La nouvelle année sera celle du Rat, la première créature du zodiaque chinois qui en compte 12, mais les acheteurs sont peu demandeurs de bâtons à l'image du rongeur.

"Le gens ne veulent pas de rats qui volent la nourriture. On ne les aime pas", plaisante le patron. 

En revanche, les dragons, stars du zodiaque chinois, et symboles de force et de chance en Asie, sont toujours très appréciés.

Les bâtons sont vendus entre huit et 80 ringgits (1 et 17 euros) pièce selon la qualité et leur taille. Outre le Nouvel an lunaire, l'atelier les fabrique aussi pour d'autres festivités.

Ong Chin Chye estime à une trentaine au maximum les fabriques traditionnelles de bâtons d'encens qui subsistent en Malaisie. Mais souligne que le secteur est en perte de vitesse ces dernières années.

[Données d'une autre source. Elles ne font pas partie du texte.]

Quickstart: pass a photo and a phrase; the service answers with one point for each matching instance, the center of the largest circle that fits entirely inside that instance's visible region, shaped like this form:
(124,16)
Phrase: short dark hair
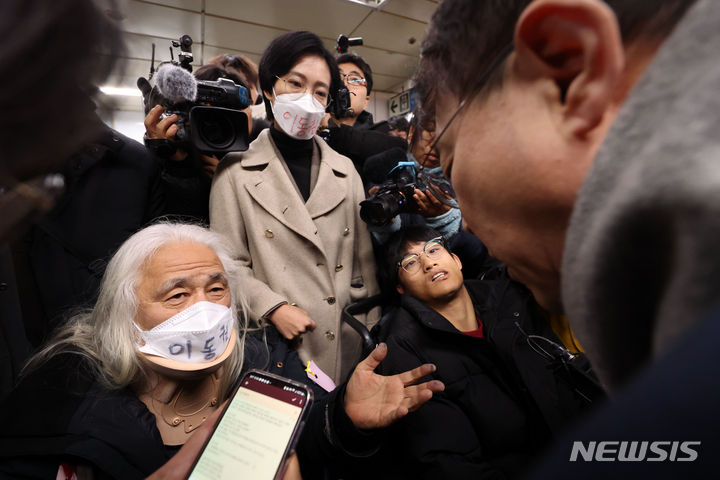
(357,60)
(214,72)
(287,50)
(396,246)
(487,27)
(240,65)
(418,125)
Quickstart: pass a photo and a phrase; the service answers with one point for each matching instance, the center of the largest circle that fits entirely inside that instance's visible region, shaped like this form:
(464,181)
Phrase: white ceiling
(392,33)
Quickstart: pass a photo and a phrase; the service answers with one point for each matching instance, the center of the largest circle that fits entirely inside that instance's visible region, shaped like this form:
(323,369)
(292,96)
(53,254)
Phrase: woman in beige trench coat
(290,206)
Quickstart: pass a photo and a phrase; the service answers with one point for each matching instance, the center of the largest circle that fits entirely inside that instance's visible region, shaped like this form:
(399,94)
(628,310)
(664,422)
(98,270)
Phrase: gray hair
(106,335)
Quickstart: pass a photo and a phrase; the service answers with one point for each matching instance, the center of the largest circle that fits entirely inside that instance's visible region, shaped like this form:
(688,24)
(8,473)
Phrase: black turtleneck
(297,155)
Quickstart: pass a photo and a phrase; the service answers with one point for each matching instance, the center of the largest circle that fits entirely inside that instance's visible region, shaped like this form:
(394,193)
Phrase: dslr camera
(394,196)
(209,113)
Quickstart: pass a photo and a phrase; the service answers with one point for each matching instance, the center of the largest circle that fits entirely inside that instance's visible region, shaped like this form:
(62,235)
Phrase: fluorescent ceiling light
(368,3)
(121,91)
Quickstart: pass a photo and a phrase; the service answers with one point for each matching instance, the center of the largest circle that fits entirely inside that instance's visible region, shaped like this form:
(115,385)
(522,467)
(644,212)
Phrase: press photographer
(347,127)
(408,188)
(191,123)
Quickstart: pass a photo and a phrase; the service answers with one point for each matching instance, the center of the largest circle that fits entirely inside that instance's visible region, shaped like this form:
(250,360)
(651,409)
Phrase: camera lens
(380,209)
(216,129)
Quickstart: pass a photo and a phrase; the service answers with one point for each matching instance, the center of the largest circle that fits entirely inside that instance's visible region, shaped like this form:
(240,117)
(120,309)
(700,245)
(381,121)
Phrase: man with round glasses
(510,387)
(352,135)
(357,76)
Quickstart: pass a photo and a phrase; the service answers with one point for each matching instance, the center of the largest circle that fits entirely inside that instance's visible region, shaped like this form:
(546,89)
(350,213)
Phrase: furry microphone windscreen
(176,84)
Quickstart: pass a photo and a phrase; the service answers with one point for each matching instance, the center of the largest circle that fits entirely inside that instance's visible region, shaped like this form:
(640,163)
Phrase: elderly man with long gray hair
(120,389)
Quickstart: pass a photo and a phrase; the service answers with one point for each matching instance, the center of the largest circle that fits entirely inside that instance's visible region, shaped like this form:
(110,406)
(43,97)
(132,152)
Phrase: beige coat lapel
(273,190)
(328,192)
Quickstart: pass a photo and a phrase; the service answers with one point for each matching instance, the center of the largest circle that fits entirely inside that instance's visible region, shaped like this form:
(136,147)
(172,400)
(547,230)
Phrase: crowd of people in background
(536,243)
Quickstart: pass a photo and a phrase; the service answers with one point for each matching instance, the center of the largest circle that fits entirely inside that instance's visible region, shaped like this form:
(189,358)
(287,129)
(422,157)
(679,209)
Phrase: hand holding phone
(257,430)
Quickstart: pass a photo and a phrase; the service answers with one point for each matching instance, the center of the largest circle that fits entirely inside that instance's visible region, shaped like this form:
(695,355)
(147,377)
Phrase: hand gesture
(291,321)
(428,201)
(375,401)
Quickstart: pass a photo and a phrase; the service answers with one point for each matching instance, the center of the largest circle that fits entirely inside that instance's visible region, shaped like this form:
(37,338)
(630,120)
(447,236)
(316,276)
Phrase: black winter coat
(502,402)
(61,413)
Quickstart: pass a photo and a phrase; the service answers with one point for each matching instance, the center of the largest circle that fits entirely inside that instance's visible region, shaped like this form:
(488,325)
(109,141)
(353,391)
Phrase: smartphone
(257,431)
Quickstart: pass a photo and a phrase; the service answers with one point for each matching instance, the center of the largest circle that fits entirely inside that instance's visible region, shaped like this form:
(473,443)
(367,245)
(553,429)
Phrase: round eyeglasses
(432,249)
(353,80)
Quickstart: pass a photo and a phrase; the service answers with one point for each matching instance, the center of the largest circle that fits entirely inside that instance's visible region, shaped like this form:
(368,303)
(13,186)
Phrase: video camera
(397,187)
(340,108)
(209,113)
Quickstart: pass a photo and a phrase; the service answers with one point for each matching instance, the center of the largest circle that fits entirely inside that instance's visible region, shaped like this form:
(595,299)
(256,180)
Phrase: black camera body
(394,196)
(212,122)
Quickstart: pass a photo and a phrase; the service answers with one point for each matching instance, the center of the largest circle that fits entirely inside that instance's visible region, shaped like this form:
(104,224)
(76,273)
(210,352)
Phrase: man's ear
(457,260)
(577,43)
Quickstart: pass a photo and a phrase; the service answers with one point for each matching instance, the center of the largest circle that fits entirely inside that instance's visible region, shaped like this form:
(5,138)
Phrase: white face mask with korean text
(298,114)
(198,334)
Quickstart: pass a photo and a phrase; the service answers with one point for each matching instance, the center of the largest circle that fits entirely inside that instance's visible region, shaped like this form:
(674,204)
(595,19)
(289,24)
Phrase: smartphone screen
(257,428)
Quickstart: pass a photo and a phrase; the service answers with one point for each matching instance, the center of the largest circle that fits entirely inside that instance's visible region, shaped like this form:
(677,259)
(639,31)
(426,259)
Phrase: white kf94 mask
(198,334)
(298,114)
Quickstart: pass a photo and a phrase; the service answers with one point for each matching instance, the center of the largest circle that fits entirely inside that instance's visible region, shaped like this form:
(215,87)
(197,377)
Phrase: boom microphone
(176,84)
(378,166)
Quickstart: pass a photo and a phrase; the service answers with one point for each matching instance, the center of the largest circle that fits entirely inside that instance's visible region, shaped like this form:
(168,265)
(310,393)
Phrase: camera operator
(348,132)
(432,204)
(187,175)
(247,70)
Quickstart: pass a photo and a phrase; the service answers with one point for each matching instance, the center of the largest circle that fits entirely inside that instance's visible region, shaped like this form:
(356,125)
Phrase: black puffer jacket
(61,413)
(502,401)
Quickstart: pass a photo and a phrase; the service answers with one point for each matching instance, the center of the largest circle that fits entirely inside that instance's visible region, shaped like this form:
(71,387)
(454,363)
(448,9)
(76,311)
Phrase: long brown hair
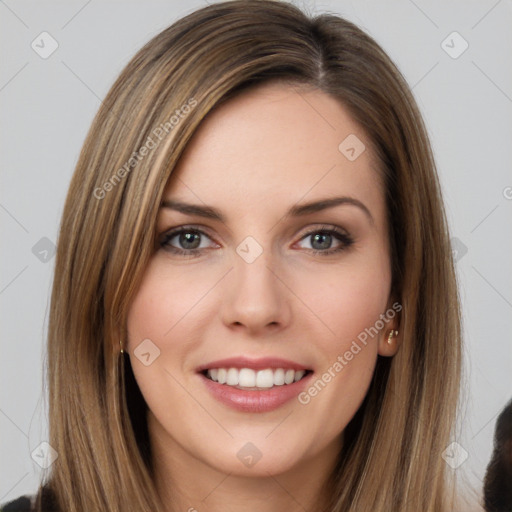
(392,454)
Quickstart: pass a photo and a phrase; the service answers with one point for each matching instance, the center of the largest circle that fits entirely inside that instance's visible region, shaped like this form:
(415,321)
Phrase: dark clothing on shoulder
(30,503)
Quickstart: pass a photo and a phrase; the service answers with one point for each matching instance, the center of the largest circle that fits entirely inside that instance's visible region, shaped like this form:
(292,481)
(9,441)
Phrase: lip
(255,401)
(255,364)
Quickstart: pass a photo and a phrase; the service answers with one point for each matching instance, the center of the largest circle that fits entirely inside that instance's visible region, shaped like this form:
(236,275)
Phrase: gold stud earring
(390,337)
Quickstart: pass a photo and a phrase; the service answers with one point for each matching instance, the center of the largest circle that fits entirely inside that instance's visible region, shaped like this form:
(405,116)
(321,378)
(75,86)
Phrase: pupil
(326,240)
(188,238)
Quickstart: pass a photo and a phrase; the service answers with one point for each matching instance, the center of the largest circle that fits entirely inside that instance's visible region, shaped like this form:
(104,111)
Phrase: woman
(254,301)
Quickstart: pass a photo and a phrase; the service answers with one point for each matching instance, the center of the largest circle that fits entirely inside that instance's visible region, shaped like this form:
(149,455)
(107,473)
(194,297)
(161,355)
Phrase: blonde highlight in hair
(391,458)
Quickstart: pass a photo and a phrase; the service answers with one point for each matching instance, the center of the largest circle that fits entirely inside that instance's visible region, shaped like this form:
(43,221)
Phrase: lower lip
(255,401)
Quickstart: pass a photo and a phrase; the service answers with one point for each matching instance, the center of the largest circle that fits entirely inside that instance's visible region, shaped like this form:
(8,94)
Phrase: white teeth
(246,378)
(232,377)
(299,375)
(265,379)
(221,375)
(249,378)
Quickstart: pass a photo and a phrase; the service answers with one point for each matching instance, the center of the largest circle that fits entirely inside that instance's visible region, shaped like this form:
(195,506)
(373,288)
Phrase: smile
(249,379)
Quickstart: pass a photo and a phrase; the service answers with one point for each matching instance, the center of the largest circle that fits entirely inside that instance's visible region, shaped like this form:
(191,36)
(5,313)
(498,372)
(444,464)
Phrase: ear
(390,335)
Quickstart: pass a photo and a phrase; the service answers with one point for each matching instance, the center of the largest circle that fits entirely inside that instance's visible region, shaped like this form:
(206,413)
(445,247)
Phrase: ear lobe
(389,341)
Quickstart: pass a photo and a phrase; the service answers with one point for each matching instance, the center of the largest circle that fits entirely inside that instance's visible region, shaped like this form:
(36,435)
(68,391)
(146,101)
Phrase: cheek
(164,303)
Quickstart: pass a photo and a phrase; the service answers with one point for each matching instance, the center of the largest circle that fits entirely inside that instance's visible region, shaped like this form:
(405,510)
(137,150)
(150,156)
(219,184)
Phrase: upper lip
(255,364)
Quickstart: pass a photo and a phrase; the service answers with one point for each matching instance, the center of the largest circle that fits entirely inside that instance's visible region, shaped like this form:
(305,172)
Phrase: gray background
(48,104)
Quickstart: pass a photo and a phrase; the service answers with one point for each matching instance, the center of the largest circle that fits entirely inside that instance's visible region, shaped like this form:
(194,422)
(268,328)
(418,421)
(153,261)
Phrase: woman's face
(269,275)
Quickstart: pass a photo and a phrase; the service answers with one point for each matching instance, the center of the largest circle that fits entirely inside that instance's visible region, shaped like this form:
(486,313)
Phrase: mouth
(255,380)
(254,385)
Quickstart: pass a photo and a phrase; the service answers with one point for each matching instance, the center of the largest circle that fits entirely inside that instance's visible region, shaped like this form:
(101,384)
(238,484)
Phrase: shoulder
(28,503)
(22,504)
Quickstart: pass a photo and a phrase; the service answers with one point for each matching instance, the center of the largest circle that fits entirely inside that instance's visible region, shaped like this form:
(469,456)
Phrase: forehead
(276,143)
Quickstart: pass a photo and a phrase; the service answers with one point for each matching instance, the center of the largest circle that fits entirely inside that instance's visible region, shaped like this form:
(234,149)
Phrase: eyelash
(343,237)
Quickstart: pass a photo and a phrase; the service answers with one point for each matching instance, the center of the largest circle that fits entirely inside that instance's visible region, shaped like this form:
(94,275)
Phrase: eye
(321,240)
(188,240)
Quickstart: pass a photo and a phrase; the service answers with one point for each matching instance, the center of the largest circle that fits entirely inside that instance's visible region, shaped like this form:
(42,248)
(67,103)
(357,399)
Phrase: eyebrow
(295,211)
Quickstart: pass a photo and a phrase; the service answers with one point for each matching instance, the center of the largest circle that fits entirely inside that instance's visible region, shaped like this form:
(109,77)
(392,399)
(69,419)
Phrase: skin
(255,157)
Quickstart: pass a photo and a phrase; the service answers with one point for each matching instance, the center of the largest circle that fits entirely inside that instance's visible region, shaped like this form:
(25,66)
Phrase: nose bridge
(255,296)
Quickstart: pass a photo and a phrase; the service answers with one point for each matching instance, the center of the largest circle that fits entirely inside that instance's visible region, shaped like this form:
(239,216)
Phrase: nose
(255,297)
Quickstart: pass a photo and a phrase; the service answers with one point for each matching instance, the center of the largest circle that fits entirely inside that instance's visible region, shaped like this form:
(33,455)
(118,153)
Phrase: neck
(186,483)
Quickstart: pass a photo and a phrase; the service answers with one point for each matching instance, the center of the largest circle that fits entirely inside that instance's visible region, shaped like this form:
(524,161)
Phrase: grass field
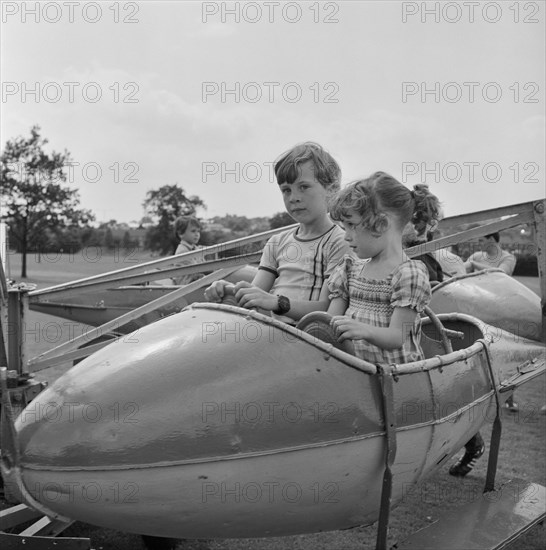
(523,445)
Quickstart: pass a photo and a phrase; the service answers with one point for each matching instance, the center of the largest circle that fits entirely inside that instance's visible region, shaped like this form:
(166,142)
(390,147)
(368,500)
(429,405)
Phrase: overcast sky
(207,95)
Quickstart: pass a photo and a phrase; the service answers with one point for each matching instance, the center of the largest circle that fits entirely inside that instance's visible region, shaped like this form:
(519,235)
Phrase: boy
(295,264)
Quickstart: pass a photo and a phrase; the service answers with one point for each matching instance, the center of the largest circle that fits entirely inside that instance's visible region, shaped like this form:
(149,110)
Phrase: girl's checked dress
(372,301)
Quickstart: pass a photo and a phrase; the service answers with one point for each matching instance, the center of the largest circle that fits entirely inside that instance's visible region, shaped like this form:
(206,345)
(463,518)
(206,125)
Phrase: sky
(207,95)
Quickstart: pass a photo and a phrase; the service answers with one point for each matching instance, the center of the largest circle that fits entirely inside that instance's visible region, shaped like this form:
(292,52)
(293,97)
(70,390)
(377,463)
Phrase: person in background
(412,238)
(187,231)
(490,256)
(452,265)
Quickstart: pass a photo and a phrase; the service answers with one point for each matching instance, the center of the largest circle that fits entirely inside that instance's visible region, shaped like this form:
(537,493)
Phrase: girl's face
(361,240)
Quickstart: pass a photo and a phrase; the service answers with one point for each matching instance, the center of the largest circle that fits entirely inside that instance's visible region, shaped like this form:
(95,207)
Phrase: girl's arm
(391,337)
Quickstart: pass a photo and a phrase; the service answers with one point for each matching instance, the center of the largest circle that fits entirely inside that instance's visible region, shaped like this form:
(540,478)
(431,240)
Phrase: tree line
(43,215)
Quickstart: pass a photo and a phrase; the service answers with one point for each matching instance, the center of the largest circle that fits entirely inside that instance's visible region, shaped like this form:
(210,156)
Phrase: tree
(164,205)
(31,198)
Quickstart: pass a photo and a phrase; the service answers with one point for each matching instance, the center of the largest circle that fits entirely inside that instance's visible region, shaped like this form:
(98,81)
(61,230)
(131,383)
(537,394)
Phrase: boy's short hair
(182,222)
(495,235)
(327,170)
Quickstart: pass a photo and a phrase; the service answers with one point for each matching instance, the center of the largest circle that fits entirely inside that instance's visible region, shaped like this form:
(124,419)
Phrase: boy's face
(305,199)
(191,235)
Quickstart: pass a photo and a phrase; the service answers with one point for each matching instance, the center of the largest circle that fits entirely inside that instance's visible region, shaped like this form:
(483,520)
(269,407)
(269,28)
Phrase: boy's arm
(251,296)
(390,337)
(338,306)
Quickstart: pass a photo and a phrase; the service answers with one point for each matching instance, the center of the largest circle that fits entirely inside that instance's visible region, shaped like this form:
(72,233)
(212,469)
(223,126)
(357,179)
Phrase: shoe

Les jeunes "ne veulent plus de ces emplois, c'est un travail difficile et il n'y a pas d'air conditionné".

De nombreux bâtons d'encens vendus en Asie du Sud-Est sont aujourd'hui importés de Chine.

En Malaisie, plus de 60% des 32 millions d'habitants sont des musulmans d'ethnie malaise. 

Mais environ un quart de la population est d'origine chinoise, et le pays abrite aussi une importante minorité originaire d'Inde.